- Born: September 6, 1975 (age 50)
- Other name: Gina Messina-Dysert

Academic background
- Alma mater: Cleveland State University; University of Findlay; John Carroll University; Claremont Graduate University;
- Doctoral advisor: Rosemary Radford Ruether

Academic work
- Discipline: Religious studies; women's studies;
- School or tradition: Christian feminism
- Institutions: Claremont Graduate University; Ursuline College;
- Website: ginamessina.com

= Gina Messina Dysert =

American religious studies scholar

Gina Messina (born 1975), previously known as Gina Messina-Dysert, is an American religious studies and women's studies scholar and activist. She gives particular attention to gender issues in religion.

Messina is co-founder of Feminism and Religion, which she founded in 2011 with Caroline Kline, Xochitl Alvizo, and Cynthia Garrity Bond. Feminism and Religion is a project that explores the intersection between scholarship and the feminism (the "F-word") in religion, community, and activism.

Messina is also founder and Editor in Chief of The Far Press, an independent feminist publisher which publishes books that explore feminism and gender, religion and spirituality, politics, and social change.

She is the assistant professor of religious studies at Ursuline College in Pepper Pike, Ohio, where she formerly served as dean of the School of Graduate and Professional Studies. Prior to her time at Ursuline College, Messina served as the Director of the Center for Women's Interdisciplinary Research and Education (WIRE) at Claremont Graduate University and as a visiting professor of Theological Ethics at Loyola Marymount University.

== Biography ==
Born September 6, 1975, Messina grew up in Shaker Heights, Ohio, where she moved after her parents' divorce when she was 12. She earned her GED "while working double shifts at the local Dairy Queen".

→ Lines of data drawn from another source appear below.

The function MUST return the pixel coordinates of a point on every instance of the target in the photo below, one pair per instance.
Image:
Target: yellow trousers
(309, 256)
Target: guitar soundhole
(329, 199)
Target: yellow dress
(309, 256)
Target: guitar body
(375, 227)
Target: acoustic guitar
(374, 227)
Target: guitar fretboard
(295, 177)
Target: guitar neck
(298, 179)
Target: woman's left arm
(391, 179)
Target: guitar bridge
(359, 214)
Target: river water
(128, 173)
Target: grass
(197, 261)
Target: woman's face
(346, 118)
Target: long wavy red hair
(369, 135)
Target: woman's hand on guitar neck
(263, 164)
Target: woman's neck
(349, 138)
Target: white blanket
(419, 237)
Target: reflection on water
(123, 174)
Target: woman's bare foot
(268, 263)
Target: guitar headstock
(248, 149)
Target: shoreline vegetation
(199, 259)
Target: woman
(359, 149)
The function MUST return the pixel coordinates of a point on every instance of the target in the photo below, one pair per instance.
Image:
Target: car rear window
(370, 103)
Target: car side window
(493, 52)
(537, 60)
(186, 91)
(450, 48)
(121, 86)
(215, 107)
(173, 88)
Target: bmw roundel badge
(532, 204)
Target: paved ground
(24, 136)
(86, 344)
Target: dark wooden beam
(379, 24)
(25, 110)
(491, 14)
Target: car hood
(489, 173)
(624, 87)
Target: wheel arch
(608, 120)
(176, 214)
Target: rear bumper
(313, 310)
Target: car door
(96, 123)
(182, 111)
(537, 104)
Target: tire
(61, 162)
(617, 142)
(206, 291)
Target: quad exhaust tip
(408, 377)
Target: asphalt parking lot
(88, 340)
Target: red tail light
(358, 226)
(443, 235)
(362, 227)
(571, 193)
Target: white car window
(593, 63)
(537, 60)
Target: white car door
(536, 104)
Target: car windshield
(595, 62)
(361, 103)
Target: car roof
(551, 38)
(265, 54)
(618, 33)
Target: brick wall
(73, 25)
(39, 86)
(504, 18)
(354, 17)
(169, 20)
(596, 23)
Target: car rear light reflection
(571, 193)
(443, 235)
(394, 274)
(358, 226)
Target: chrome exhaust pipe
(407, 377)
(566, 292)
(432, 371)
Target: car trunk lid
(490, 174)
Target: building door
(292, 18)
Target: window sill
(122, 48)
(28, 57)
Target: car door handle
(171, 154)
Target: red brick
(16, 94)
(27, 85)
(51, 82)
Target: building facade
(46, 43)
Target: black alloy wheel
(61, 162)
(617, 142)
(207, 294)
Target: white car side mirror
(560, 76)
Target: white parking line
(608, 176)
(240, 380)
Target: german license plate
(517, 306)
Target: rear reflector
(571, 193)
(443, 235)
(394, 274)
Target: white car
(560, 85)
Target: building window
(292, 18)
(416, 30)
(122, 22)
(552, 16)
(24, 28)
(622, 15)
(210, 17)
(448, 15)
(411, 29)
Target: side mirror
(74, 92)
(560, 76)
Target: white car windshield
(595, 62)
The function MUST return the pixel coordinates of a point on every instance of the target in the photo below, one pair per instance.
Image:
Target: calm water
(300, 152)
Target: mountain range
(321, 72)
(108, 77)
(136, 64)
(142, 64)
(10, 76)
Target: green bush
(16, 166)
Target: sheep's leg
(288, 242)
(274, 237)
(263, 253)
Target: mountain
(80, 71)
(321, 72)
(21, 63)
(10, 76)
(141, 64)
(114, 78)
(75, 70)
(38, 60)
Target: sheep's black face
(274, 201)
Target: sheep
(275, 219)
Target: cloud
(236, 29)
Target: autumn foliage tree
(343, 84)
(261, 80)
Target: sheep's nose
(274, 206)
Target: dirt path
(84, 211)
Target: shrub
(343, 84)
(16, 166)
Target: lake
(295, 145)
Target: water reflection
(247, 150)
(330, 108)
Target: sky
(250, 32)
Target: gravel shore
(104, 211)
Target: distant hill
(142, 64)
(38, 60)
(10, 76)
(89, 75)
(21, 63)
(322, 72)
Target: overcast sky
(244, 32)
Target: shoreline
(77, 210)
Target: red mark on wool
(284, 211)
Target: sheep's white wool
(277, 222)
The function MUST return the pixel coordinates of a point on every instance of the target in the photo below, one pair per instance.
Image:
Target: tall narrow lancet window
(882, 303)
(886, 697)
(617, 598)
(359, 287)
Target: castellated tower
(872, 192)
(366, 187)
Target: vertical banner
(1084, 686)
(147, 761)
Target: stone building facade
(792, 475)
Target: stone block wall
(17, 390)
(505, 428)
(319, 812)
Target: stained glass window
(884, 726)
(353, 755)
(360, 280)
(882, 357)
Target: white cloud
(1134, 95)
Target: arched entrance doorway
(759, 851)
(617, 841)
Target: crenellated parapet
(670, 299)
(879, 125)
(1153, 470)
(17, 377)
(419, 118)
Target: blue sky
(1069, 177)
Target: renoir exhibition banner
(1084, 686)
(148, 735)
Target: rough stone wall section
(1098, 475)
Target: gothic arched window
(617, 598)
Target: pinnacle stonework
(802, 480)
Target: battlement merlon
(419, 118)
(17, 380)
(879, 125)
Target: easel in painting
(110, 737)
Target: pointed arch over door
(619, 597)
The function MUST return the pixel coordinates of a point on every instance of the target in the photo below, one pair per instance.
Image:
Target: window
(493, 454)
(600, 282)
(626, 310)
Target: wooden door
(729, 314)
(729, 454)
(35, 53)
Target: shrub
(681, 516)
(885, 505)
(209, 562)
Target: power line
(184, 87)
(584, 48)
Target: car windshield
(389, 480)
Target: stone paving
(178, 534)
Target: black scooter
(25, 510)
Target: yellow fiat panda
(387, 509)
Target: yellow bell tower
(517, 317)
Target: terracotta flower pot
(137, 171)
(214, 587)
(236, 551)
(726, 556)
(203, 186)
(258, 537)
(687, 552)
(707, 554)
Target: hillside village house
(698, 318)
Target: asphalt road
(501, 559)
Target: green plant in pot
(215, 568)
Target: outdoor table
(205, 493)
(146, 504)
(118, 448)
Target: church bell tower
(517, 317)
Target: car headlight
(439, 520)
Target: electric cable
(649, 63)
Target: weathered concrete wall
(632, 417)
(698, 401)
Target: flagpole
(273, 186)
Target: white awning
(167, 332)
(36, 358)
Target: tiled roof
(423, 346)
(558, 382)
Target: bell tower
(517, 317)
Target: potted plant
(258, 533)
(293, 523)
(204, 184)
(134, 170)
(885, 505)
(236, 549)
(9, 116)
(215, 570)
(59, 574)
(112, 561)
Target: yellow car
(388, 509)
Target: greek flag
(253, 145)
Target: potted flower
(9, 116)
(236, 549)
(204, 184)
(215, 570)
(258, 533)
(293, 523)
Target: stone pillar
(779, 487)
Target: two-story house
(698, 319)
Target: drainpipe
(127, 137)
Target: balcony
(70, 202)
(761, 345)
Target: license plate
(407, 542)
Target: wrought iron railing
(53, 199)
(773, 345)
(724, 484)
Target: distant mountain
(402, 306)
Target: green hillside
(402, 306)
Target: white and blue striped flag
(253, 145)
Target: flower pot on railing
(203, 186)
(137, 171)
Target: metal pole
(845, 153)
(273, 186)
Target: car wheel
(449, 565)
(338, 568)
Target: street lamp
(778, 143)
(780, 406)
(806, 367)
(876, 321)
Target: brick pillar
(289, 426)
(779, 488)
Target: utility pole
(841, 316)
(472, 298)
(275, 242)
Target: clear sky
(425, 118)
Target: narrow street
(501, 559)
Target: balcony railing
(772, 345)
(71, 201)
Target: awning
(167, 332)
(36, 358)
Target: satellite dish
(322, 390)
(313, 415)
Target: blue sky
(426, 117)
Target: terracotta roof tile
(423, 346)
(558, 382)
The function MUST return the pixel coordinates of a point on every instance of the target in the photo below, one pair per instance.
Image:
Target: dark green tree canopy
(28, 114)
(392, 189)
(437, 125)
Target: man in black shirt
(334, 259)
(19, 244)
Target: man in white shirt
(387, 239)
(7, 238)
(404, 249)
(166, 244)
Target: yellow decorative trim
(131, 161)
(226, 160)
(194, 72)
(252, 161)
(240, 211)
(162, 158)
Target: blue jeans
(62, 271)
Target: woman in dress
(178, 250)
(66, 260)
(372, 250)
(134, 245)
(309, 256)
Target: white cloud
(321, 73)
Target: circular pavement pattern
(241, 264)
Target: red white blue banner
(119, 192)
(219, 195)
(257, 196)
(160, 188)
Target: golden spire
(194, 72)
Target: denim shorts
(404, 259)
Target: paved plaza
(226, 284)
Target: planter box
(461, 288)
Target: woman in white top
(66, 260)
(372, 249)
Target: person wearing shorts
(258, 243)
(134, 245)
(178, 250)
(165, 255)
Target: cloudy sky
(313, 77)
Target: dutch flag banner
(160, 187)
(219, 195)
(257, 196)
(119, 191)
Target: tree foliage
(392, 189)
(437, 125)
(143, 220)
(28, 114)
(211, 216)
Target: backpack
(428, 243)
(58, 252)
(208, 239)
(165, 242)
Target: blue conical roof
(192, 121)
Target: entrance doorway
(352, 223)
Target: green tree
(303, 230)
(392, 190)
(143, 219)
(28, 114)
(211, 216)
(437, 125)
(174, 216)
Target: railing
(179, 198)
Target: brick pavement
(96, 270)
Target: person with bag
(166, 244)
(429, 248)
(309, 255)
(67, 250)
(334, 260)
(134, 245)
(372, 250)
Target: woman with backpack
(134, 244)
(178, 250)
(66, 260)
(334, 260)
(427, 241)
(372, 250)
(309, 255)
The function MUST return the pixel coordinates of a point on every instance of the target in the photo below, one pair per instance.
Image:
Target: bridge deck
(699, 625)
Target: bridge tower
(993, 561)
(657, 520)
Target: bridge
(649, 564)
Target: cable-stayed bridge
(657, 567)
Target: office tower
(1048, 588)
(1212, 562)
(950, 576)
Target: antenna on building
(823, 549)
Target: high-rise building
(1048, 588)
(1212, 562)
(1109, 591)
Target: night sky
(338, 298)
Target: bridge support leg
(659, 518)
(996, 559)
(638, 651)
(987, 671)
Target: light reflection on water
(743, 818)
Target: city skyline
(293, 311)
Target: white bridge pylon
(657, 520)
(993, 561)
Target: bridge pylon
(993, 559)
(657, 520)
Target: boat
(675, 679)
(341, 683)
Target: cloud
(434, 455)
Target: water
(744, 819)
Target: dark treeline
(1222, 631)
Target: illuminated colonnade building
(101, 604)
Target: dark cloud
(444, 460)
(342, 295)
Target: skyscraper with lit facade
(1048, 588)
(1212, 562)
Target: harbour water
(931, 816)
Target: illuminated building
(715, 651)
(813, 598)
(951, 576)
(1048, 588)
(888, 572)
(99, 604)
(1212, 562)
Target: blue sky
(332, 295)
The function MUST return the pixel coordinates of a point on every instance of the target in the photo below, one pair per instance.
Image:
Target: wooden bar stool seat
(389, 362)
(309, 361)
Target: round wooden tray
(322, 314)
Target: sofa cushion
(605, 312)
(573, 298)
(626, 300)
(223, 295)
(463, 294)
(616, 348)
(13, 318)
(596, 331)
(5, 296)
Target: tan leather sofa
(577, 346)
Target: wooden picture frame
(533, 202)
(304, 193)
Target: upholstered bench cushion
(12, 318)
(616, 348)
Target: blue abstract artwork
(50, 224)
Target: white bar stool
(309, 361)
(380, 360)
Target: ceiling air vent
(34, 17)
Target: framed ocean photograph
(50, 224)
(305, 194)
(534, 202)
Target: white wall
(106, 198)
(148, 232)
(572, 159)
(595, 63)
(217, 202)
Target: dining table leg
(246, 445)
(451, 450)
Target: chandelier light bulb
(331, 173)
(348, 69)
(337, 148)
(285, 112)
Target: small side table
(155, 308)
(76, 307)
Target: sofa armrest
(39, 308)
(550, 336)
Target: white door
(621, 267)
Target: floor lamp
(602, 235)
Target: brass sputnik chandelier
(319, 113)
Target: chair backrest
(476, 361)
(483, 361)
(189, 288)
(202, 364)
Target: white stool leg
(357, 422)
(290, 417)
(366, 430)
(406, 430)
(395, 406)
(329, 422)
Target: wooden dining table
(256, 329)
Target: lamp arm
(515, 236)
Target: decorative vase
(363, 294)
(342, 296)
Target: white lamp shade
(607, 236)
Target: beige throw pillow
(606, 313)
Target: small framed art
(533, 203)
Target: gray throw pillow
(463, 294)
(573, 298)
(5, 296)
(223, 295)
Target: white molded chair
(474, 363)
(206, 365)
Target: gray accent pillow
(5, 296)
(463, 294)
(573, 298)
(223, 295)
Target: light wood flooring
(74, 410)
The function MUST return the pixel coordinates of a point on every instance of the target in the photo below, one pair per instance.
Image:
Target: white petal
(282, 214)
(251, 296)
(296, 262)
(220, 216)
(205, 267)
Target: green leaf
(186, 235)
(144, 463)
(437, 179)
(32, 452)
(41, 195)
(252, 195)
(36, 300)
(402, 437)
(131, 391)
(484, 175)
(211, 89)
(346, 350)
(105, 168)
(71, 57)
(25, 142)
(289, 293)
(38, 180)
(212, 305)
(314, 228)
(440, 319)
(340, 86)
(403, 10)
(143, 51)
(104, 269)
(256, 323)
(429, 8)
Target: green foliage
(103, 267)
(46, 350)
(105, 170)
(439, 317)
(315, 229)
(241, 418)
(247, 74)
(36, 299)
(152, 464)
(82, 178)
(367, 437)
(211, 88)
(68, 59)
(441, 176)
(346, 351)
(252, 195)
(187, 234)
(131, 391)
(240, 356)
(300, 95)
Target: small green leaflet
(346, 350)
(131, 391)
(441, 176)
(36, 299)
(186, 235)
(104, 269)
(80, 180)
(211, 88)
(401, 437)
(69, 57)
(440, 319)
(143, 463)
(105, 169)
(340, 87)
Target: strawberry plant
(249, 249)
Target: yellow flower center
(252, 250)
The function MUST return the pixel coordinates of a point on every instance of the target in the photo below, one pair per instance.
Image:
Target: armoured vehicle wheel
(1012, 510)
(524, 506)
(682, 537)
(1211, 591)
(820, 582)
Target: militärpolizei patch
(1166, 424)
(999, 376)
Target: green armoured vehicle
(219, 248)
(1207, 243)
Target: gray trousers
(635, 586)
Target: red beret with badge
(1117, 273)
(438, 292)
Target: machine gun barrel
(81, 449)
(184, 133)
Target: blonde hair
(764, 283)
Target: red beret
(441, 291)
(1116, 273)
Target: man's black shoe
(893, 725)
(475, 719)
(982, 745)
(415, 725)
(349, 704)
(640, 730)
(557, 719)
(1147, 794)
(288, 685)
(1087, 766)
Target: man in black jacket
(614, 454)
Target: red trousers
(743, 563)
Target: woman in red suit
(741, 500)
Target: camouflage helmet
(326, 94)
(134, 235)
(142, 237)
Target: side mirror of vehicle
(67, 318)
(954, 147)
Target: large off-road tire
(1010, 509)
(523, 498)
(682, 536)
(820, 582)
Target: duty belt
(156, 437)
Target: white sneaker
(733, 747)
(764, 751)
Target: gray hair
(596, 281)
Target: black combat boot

Messina earned her doctorate at Claremont Graduate University, focusing on women studies in religion, theology, ethics, and culture. Her advisor was Rosemary Radford Ruether. She completed a Master of Arts degree in religious studies at John Carroll University. She also earned a Master of Business Administration degree with a dual focus in organizational leadership and marketing at the University of Findlay and completed her undergraduate degree at Cleveland State University.

==Publications==

Messina has authored articles in a variety of publications and regularly writes for The Huffington Post. She is the author of Rape Culture and Spiritual Violence (Routledge, 2014), and If Jesus Ran for President (The Far Press, 2016). She is also co-editor of Faithfully Feminist: Jewish, Christian, and Muslim Feminists on Why We Stay (with Jennifer Zobair and Amy Levin, White Cloud Press, 2015) and Feminism and Religion in the 21st Century (with Rosemary Radford Ruether, Routledge, 2014).

Messina is a regular speaker around the US at universities, organizations, conferences, and in the national news circuit. She has appeared on Tavis Smiley, MSNBC, and NPR and gave the TEDx Talk "The New Feminist Revolution in Religion". She has also spoken at the Commission on the Status of Women at the United Nations.